Hier bei uns bezahlen wir noch bescheidene 1,44 €/m3 für Wasser- und Abwasserkosten zusammen (plus ein paar in den Ortssteuern versteckte Beiträge). Zisternen und ähnliche private Wasserdepots oder -Quellen werden nicht gefördert, wozu auch ? Im Gegensatz zu thermischen Solaranlagen, die etwa in der fünffachen Höhe von Deutschland bezuschusst werden. Warum wohl ?? Vielleicht weil die eine Einrichtung tatsächlich Ressourcen schont, die andere aber nicht ? Fast in jedem Jahr herrscht Wasserknappheit, der Wasserverbrauch der privaten Haushalte – *gleich, aus welcher Quelle !* – wird streng rationiert und dies mit Hubschraubern bei Androhung drakonischer Strafen überwacht. Ein gesprengter Rasen ist in der Wärmebildkamera « kälter » als ein unberegneter. Die Verwendung von Regen- oder Grauwasser zum Sprengen des Rasens oder Auffüllen von Pool oder Teich wäre natürlich ebenfalls illegal. Es wird ja nichts « gespart ». Dabei tragen die privaten Haushalte praktisch nicht zur Wasserknappheit bei : Die Bauern beziehen ihr Wasser für sage und schreibe 0,01 EUR/m 3. Natürlich bewässern sie damit ihren Mais und ihre Sonnenblumen, möglichst während der Mittagszeit (letztlich aber den gesamten Tag hindurch), wo ein erheblicher Teil des Wassers schon wieder verdampft ist, bis es den Boden erreicht. Auch Golfplätze und die Fahrzeuge der öffentlichen Hand sind privilegiert. Wo der Private einen Kubikmeter verbraucht, hat der nicht nachdenkende Landwirt oder Golfwart locker 150 Kubikmeter durch die C-Rohre geschossen ! Das ist alles ausgesprochen ärgerlich und treibt einem den Zorn ins Gesicht. Natürlich versuche ich, die Kontrolleure übers Ohr zu hauen, wo immer es geht. Aber alles das hat nichts mit « sparen von Wasser » zu tun ! Sondern um Umverteilung: Die normalen Bürger blechen, damit die Bauen , Golfer  und städtischen Fahrzeuge praktisch kostenlos das Grundwasser absenken dürfen. Ganz ähnlich ist es mit den Betriebern von Zisternen/Regenwassertanks. Das ist eine tickende Bombe an Emotionen, die irgendwann einmal hochgeht – und ich bin dann dabei !

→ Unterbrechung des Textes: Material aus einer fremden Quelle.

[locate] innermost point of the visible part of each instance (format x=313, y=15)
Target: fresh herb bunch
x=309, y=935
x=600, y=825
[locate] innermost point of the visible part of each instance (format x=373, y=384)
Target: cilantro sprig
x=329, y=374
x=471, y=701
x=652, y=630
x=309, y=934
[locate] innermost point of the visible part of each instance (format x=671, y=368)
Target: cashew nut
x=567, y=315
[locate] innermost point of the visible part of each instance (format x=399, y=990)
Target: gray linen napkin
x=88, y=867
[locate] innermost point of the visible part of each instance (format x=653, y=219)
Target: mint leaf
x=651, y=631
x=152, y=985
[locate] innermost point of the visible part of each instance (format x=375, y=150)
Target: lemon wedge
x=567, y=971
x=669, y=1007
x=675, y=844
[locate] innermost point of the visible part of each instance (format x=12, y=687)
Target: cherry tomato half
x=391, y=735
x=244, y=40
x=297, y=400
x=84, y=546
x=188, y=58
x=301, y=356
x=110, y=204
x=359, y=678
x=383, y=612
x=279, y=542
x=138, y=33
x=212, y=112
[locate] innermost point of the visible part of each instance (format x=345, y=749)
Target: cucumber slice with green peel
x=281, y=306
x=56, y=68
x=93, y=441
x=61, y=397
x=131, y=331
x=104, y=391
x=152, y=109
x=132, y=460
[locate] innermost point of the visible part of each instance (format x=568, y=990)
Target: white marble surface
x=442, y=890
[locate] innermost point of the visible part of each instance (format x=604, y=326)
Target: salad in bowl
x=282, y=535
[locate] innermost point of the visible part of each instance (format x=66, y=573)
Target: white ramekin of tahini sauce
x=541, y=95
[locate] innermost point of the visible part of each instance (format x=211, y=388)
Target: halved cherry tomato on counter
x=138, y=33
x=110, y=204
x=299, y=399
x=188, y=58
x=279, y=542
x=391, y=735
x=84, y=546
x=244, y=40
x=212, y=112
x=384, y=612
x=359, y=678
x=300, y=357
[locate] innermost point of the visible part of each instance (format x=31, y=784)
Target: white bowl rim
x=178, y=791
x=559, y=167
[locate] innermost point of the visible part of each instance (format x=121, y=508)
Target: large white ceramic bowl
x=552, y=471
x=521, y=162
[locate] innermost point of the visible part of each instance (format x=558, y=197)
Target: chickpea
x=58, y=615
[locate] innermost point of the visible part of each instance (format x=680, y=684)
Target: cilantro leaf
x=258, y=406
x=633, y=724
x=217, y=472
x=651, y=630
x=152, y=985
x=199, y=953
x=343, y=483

Also, meine lieben Grau- und Regenwassernutzer: Macht, was Ihr wollt, lasst schön die Allgemeinheit für Euch blechen und « spart » - aber eben nur Euer Geld. Lasst aber bitte die anderen in Ruhe, die Leitungswasser verwenden und bezahlen, und erhebt nicht Euer rein pekuniäres Interesse zur umweltschonenden Grosstat. Das ist Volksverdummung. Obwohl: Ich habe ja auch einen Brunnen. Für Gartenberegnung und Teich. Ich sollte die Gemeinde vielleicht einmal wegen eines Zuschusses ansprechen...  

Beste Grüsse
Stefan


----------



## Annett (24. Juni 2008)

*AW: « Wasser, knappe Ressource und kostbares Lebensmittel »*

Hallo Stefan,

vermutlich spielst Du in Deinem Beitrag auch auf mich und eine der letzten Diskussionen zum Füllen von Teichen an? 

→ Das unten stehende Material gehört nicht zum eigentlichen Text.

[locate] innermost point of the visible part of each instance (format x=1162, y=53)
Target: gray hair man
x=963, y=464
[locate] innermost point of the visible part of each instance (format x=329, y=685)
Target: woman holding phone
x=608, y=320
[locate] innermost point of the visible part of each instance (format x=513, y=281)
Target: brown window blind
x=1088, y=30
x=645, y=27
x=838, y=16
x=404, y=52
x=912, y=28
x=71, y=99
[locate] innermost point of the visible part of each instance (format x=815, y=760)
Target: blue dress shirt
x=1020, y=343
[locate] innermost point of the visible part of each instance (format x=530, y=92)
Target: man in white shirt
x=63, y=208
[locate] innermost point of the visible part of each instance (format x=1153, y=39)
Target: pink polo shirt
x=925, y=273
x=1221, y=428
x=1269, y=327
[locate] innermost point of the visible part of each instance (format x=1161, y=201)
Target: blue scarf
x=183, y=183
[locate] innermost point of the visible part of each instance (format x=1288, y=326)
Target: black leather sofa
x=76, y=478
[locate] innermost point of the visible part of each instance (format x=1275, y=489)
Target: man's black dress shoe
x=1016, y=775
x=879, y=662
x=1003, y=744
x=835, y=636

Ich verstand und verstehe bis heute nicht die Verwendung von "unbekannten Wasser" für die Erstbefüllung eines Teiches. Die Kosten dafür können es nicht sein, denn die sind z.B. gegenüber der Teichfolie verschwindend gering.
Wir haben damals beim ersten Teich den Fehler gemacht und ihn mit ziemlich harten Wasser gefüllt und mit noch härterem aufgefüllt, da bis heute dort kein Trinkwasseranschluß vorhanden ist.
Unterwasserpflanzenwachstum = Null. Alles ging immer wieder ein.
Erst der letzte, regenreiche Sommer und ein Auffüllen mit dem nicht ganz so harten Wasser brachte langsame Erfolge.
Unterdessen ist das __ Hornblatt fast an der Oberfläche angekommen und das __ Nadelkraut macht ebenfalls zaghafte Vorschritte. Sogar die __ Papageienfeder sieht nicht mehr ganz so arg aus, wie in den Jahren zuvor. 
Wie glücklich ich darüber bin, kann jemand mit einem normal funktionierenden Teich sicher kaum nachvollziehen. 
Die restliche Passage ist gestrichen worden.